S2, by the polarization cycle of frequency-doubling crystal, operating temperature in control times frequency module, enable again frequency module with high times The output light that the input optical sccond-harmonic generation of 1560nm is 780nm by frequency efficiency；

The pulse laser of 780nm wavelength after S3, frequency multiplication is incident on GaAs photoconductive antenna, generates photo-generated carrier, photoproduction Carrier generates transient state induced current, the faradic intensity and Terahertz electric-field strength under incident Terahertz electric field driven Spend directly proportional, while the external current output circuit of photoconductive antenna exports the transient current of generation to signal collecting device In, it is then able to obtain complete terahertz pulse time domain waveform by the method for sampled measurements.

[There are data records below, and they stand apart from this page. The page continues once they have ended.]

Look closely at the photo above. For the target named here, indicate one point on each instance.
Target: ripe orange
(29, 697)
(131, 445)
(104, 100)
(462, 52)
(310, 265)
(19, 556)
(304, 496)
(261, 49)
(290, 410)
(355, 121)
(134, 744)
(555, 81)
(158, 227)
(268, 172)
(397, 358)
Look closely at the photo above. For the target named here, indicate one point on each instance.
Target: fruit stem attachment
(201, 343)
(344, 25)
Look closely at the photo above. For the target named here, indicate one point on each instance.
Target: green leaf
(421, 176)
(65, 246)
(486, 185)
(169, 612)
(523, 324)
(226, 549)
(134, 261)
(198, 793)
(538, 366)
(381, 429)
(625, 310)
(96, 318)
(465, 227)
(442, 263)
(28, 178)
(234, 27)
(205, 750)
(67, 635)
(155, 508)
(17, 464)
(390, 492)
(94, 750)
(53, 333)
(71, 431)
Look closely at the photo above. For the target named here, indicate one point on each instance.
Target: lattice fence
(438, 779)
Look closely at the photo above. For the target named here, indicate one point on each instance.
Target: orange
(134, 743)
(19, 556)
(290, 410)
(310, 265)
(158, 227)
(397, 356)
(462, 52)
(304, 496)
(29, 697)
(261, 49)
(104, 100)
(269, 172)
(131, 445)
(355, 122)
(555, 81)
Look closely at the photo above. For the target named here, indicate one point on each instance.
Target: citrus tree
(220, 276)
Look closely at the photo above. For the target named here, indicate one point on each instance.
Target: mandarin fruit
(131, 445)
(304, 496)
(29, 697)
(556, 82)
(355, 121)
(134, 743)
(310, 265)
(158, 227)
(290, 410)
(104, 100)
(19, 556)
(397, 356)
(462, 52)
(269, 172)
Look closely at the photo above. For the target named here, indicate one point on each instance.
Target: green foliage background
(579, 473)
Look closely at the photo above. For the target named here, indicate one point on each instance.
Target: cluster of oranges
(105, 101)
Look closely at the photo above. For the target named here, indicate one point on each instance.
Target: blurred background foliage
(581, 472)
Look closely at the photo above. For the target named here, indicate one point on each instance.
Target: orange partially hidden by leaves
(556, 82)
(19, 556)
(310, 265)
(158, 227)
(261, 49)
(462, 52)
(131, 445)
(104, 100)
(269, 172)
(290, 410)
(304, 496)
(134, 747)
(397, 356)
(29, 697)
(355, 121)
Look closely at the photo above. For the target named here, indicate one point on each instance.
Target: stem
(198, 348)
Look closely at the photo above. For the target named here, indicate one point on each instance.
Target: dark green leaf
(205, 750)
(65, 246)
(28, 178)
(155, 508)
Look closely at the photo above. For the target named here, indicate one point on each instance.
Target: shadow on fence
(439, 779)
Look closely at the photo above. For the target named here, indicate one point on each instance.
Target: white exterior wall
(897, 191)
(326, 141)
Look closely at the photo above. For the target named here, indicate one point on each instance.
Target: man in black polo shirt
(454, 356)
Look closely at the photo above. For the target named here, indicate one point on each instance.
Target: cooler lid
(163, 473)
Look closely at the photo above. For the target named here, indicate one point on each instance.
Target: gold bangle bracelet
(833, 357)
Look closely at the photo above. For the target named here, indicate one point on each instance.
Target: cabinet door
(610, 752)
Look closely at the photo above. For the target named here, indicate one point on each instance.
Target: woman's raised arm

2. a kind of fiber coupling terahertz light conductance antenna detector based on optical frequency-doubling according to claim 1, It is characterized in that times frequency module can select but be not limited to periodically poled lithium niobate crystal PPLN, mix magnesia periodically poled lithium niobate Crystalline MgO: PPLN or PPMgO:LN, period polarized potassium titanyl phosphate PPKTP；Meanwhile selecting the length of suitable crystal with suitable Femtosecond pulse used in the present invention is answered, reduces crystal for the negative effect of femtosecond laser.

3. a kind of fiber coupling terahertz light conductance antenna detector based on optical frequency-doubling according to claim 1, It is characterized in that considering that times frequency module acts on the broadening of high-peak power femtosecond pulse, strobe pulse broadening is small, has high damage Two times of frequency modules of threshold value, it is final to guarantee the relatively narrow pulse width of terahertz emission and wider spectral range.

4. a kind of fiber coupling Terahertz based on optical frequency-doubling according to any claim according to claim 1-3 Photoconductive antenna detector, it is characterised in that a times frequency module is integrated with temperature conditioning unit, to ensure that it stablizes in central wavelength Transformation efficiency.

5. a kind of fiber coupling terahertz light conductance antenna detector based on optical frequency-doubling according to claim 4, It is characterized in that increasing in the input and output end face of crystal to reduce the Fresnel loss of frequency-doubling crystal high refractive index initiation Anti-reflection film.

6. a kind of fiber coupling terahertz light conductance antenna detector based on optical frequency-doubling according to claim 1, It is characterized in that semiconductor material used in photoconductive antenna includes mature GaAs, LT-GaAs, excites femtosecond pulse center wavelength of light For 780nm ± 20nm.

7. a kind of according to claim 1, fiber coupling terahertz based on optical frequency-doubling described in any claim in 2,3,5,6 Hereby photoconductive antenna detector, it is characterised in that the present invention can be by adjusting each inside condenser lens focal length, configuration transmitter Component relative position controls the spot size being irradiated on times frequency module, to reach optimal conversion efficiency.

8. a kind of fiber coupling terahertz light conductance antenna detector based on optical frequency-doubling according to claim 7, It is characterized in that femto-second laser pulse will introduce negative chirp before injecting this device, to neutralize pulse of the light pulse in transmission process Broadening effect, meanwhile, injection femtosecond pulse light should be that e is polarized.